Design and construction
- Architect: Robert Matthew Johnson Marshall

= County Hall, Cwmbran =

County building in Cwmbran, Wales

County Hall, Cwmbran (Neuadd y Sir Cwmbrân) was a municipal facility on Turnpike Road in Croesyceiliog in Cwmbran in Wales. It was the headquarters of Gwent County Council from 1978 to 1996 and of Monmouthshire County Council from 1996 to 2013.

==History==
For much of the 20th century Monmouthshire County Council had held its meetings in the Shire Hall in Newport. After finding that the Shire Hall facilities were too cramped, county leaders decided to procure modern facilities: the site they selected was open land to the east of Turnpike Road in Croesyceiliog.

Construction of the new building started in 1969. Following the implementation of the Local Government Act 1972, the new building was destined to become the home of Gwent County Council. It was designed by Robert Matthew Johnson Marshall, built at a cost of £9 million and was officially opened by Queen Elizabeth The Queen Mother on 19 April 1978. The design for the seven-storey building involved a two winged structure; each of the wings featured continuous bands of glazing with concrete panels above and below; there was a separate low-rise structure containing the council chamber and there was a bunker in the basement for the use of county leaders in the case of a nuclear attack.

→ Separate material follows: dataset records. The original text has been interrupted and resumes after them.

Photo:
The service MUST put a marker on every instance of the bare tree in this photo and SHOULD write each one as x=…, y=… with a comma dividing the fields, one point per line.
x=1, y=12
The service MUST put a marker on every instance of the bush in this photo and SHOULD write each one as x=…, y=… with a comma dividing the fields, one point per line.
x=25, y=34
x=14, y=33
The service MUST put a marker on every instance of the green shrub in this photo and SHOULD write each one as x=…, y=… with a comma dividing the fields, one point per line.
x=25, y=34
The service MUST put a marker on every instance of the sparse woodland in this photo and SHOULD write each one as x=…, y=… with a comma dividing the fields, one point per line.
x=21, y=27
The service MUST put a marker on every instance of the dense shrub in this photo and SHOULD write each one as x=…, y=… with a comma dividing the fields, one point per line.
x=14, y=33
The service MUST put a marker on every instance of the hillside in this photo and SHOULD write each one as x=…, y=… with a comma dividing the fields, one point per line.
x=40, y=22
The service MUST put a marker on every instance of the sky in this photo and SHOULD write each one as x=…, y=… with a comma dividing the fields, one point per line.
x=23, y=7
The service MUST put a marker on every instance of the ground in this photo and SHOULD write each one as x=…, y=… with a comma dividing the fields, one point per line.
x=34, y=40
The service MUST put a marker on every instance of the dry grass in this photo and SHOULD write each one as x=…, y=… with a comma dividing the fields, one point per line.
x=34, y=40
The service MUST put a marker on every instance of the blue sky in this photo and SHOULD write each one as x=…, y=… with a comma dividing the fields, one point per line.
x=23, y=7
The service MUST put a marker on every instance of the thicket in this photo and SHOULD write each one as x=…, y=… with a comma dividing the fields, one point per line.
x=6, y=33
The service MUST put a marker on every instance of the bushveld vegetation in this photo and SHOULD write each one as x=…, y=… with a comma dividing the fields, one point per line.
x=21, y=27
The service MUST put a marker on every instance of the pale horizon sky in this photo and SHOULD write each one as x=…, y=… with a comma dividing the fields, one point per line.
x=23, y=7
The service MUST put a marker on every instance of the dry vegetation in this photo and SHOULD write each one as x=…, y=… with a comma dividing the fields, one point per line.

On 1 April 1996, under the Local Government (Wales) Act 1994, Gwent was abolished and the building was acquired by the newly formed Monmouthshire County Council. However, after the building was found to have concrete cancer, and the potential rectification work required was estimated at £30 million, the county council decided it had no further use for the building.

After the county council had moved to smaller offices at Usk in May 2013, (Note: The new offices at Rhadyr near Usk were built by Willmott Dixon at a cost of £8 million.) County Hall in Cwmbran was demolished and the cleared site was sold to Kier Group for a residential development involving 140 new houses.